Benefits and Features of Life Insurance in Estate Planning

In addition to the bonus of providing a source of estate liquidity, life insurance also provides other advantages, such as:

  • Prompt and Certain Payment – Life insurance proceeds are not subject to the time and expense of the probate process.
  • Death of the Estate Owner – This event also creates a source of cash exactly when needed.  The life insurance policy provides the cash for the certain need of estate settlement costs that often come at an uncertain time.
  • Proceeds That Are Free of Income Tax – If the death benefit exceeds the total amount of premiums paid, the gain is received income tax free.  
  • Time – The premium payments on the life insurance are spread out over time and not required in nine months.
  • Avoidance of Problems – Life insurance avoids all of the problems associated with the other methods for paying estate settlement costs.
  • Policy Ownership – By giving up ownership of the life insurance policy, the proceeds collected may be estate tax free.  The Irrevocable life insurance trust names an adult child or other person as the owner of the policy, thereby taking it out of the estate’s overall value.

For these reasons, the most economical, popular, and easiest method of providing the needed estate liquidity is life insurance.

What Should Be Done Now

Considerations for estate planning are relatively easy, but must be done before the death of the estate owner.  In fact, the quicker a person purchases life insurance, the better off the estate will be when the owner dies.

  • Depending on the situation, a detailed estate analysis or an analysis of the estate’s liquidity needs should be completed.
  • Purchase the proper amount of life insurance to pay for the estate settlement costs.
  • Put the insurance owner as an adult child or by an Irrevocable Life Insurance Trust.  Both of these techniques allow the insurance proceeds to be kept out of the probate process if properly implemented.
  • If using a survivorship policy for a spouse, the ownership of the life insurance should be retained in the estate owners name so that the insurance cash values can be used during the life of the estate owner if needed.
  • When using a survivorship policy, if the spouse dies before the estate owner dies, the policy may be moved out of the estate by giving it away.  However, if the estate owner dies within three years after the transfer, the proceeds will be included in the surviving spouse’s estate.

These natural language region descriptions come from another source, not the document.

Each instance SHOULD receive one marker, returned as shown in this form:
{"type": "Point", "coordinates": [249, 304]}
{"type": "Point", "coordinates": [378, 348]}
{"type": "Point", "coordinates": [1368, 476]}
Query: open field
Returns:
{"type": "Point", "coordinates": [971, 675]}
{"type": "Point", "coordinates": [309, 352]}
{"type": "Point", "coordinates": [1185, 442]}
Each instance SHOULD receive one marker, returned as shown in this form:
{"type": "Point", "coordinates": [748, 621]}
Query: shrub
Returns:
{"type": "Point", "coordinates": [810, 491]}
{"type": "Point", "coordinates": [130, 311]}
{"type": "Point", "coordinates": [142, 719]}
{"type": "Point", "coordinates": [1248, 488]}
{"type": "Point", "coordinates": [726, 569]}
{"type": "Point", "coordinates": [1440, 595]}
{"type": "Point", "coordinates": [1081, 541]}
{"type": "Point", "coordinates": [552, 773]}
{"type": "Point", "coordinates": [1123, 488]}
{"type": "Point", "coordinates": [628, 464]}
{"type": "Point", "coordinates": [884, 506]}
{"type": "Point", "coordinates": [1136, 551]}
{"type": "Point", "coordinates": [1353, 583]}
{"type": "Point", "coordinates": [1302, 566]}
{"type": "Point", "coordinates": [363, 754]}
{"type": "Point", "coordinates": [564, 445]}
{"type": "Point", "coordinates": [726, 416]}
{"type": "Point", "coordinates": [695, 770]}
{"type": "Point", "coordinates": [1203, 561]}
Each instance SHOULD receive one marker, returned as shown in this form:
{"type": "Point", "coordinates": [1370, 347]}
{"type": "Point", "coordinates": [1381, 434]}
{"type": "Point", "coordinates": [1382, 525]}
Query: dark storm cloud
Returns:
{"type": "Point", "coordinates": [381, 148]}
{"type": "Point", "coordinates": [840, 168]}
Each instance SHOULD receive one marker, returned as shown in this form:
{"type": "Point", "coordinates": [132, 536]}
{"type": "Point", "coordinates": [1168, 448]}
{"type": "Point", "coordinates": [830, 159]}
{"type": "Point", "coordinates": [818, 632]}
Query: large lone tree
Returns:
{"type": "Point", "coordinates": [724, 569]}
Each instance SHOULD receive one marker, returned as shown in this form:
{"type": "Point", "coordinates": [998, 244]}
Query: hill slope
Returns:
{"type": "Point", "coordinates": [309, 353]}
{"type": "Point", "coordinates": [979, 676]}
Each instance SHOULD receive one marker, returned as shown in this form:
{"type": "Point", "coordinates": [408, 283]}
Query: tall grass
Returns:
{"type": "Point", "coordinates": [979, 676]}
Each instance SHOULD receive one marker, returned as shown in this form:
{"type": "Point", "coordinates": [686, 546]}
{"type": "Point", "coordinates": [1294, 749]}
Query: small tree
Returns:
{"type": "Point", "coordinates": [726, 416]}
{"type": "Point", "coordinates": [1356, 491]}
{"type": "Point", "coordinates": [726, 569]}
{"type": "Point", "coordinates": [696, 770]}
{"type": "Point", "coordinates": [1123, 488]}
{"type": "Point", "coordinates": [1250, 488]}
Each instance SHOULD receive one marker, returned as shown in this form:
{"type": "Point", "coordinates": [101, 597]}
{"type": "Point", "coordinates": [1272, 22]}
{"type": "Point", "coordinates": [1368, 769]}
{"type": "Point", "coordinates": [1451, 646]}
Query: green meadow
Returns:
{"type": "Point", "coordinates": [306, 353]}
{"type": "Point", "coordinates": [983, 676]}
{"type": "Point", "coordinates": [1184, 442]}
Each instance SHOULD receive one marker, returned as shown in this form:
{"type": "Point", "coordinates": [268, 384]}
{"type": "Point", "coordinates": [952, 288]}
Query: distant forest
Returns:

Short and Long-Term Considerations

In the short-term:

  • Consult with an attorney to verify that an estate is arranged in a way to take the best advantage of the unlimited marital deduction.  This allows estate taxes to be deferred until the death of the second spouse.  Unified credit portability between spouses is also included.
  • A thorough review of any current wills or trusts will help an attorney or financial advisor determine if these documents will operate as intended under both current and possible future estate and gift tax rules.
  • A thorough review of the issued policy.

In the longer-term:

  • Periodical review of all estate plans, wills, trusts, and life insurance should be conducted to ensure that these items continue to meet the needs and objectives of the estate owner.
  • The unknown event of the death of the estate owner will dictate the amount of federal estate tax which will be determined by the size of the estate at death, the year the estate owner dies, and whether future actions by Congress will modify the estate tax rules.